La Justicia brasileña ordenó la liberación de Agostina Páez, la abogada argentina de 29 años que había sido imputada por realizar gestos racistas en la ciudad de Río de Janeiro, según confirmaron fuentes de su defensa.
La medida fue ratificada por el abogado Sebastián Robles, quien precisó que la joven había sido trasladada a una comisaría de la ciudad carioca, pero que finalmente se resolvió revocar la prisión preventiva solicitada por el Ministerio Público Fiscal de Brasil.

De esta manera, Agostina Páez continuará el proceso judicial bajo arresto domiciliario, en el marco de la causa que la investiga por el delito de injuria racial, una figura penal que, de acuerdo con las leyes brasileñas, contempla penas de entre dos y cinco años de prisión.
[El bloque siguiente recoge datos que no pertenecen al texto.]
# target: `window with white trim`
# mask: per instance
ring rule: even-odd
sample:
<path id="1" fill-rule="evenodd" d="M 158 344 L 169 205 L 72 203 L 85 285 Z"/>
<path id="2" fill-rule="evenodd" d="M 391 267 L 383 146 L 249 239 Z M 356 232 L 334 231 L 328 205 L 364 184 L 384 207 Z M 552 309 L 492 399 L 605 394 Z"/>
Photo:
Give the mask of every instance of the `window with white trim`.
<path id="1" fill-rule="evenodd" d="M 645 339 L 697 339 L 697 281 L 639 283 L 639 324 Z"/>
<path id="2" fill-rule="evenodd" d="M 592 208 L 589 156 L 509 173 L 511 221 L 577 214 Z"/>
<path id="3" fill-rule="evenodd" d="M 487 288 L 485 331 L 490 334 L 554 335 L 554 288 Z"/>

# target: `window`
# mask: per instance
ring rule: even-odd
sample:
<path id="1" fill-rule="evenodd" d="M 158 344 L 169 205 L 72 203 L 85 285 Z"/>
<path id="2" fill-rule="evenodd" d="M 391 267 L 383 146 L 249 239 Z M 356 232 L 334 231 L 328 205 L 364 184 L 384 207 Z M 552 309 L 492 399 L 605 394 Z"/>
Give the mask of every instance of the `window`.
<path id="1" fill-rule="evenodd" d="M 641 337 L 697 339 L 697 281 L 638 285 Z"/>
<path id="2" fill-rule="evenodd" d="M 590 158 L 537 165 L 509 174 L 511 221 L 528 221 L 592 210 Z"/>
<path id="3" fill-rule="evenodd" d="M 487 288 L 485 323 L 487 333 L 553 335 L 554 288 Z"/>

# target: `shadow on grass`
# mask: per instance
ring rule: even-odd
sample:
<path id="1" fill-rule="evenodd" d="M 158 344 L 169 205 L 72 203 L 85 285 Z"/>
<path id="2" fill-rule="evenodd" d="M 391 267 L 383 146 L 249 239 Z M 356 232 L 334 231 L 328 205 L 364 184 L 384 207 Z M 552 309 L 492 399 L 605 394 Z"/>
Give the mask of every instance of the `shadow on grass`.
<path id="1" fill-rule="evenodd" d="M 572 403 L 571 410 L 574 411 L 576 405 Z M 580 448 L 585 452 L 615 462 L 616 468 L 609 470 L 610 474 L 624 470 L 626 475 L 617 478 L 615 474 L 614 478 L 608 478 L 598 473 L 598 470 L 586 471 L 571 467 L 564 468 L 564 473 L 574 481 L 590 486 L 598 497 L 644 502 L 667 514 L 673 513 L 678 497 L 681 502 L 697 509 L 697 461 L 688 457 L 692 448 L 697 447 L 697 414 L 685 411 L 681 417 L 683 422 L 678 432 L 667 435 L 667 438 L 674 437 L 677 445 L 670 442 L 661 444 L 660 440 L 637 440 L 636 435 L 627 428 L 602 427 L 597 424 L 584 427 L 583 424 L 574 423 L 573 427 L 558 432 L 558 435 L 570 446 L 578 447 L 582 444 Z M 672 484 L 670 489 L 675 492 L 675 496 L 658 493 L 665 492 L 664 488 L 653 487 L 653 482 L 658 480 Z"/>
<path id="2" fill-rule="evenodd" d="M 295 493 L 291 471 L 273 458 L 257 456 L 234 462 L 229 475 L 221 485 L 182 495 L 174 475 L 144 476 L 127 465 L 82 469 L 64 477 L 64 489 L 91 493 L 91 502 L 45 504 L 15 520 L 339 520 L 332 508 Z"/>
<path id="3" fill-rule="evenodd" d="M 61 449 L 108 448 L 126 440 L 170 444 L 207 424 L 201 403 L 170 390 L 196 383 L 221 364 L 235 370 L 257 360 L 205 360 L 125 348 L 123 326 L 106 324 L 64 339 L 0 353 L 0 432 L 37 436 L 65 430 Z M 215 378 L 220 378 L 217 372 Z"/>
En las últimas horas, la abogada argentina difundió un video en el que aseguró que se están “vulnerando todos sus derechos”, al tiempo que remarcó que siempre mostró predisposición ante las autoridades brasileñas. No obstante, reconoció atravesar una situación de extrema angustia y afirmó estar “muerta de miedo”.
“Necesito ayuda. Tengo miedo de verme perjudicada haciendo este video, que se me vulneren todavía más mis derechos. Sobre los hechos no puedo hablar, solo decir que hay un contexto que está en la causa y que no está siendo tenido en cuenta, solo para perjudicarme. Espero que todo se aclare”, expresó Páez en su testimonio.
Si bien la acusada no brindó detalles explícitos sobre el episodio que derivó en la imputación por injuria racial, trascendió que su reacción se habría producido como respuesta a una serie de burlas obscenas realizadas por un grupo de hombres que se encontraban en el bar donde ocurrieron los hechos.
La causa continúa bajo investigación en la Justicia de Brasil, mientras la situación de la abogada argentina detenida en Río de Janeiro sigue generando repercusión tanto a nivel judicial como diplomático.